Like every other year for the past, oh, 5776, there have been weird doings in the Middle East. Naturally, this is reflected in the movies of the 2015 Vancouver Jewish Film Festival, happening November 5 to 12 at the newly renovated Fifth Avenue Cinemas.
The fiction features are a mixed bag, ranging from the delightfully cranky Peter the 3rd to the syrupy Dough, with Romania’s Closer To The Moon (recalling 1968’s tougher Reconstruction) in between.
Some unexpected pleasures come not from drama but from the sitcom realm, Internet division. This year’s fest begins with a big-screen broadcast of excerpts from the web series YidLife Crisis, presented by creators and stars Jamie Elman and Eli Batalion. They’ll also be on stage for a live performance of their shtick, which involves the uneasy but very funny friendship between secular and observant pals.
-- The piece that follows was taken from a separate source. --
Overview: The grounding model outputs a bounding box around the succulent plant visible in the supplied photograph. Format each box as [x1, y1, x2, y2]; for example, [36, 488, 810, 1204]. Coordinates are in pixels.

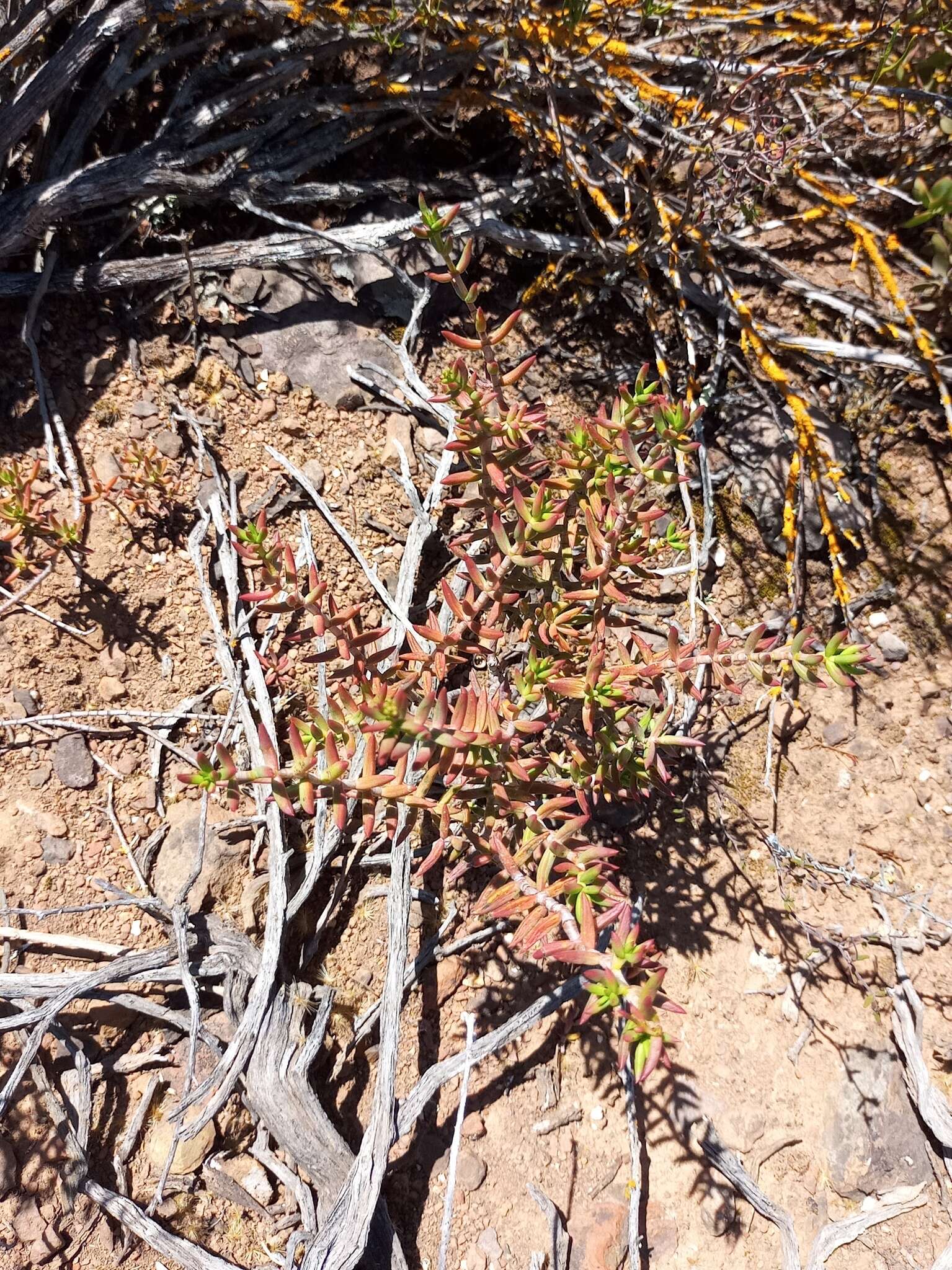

The best big-screen rewards are found, perhaps as always, in the documentary section, with the following titles singled out for special attention. The rest can be found at vjff.org. What, they want a medal or something?
Raise the Roof
(US/Poland) While it’s no great shakes as filmmaking, this low-key effort follows the loving, international reconstruction of a Polish synagogue typical of the rural marvels eradicated by Nazis early in the Second World War. The result, with a yurt-like exterior and phenomenal ceiling art, conjures the lost, almost animistic world of mystic orientalism that geniuses like Marc Chagall and Ben Shahn came from. Also see Theodore Bikel: In the Shoes of Sholom Aleichem for another look at shtetl life. November 8 (3:30 p.m.)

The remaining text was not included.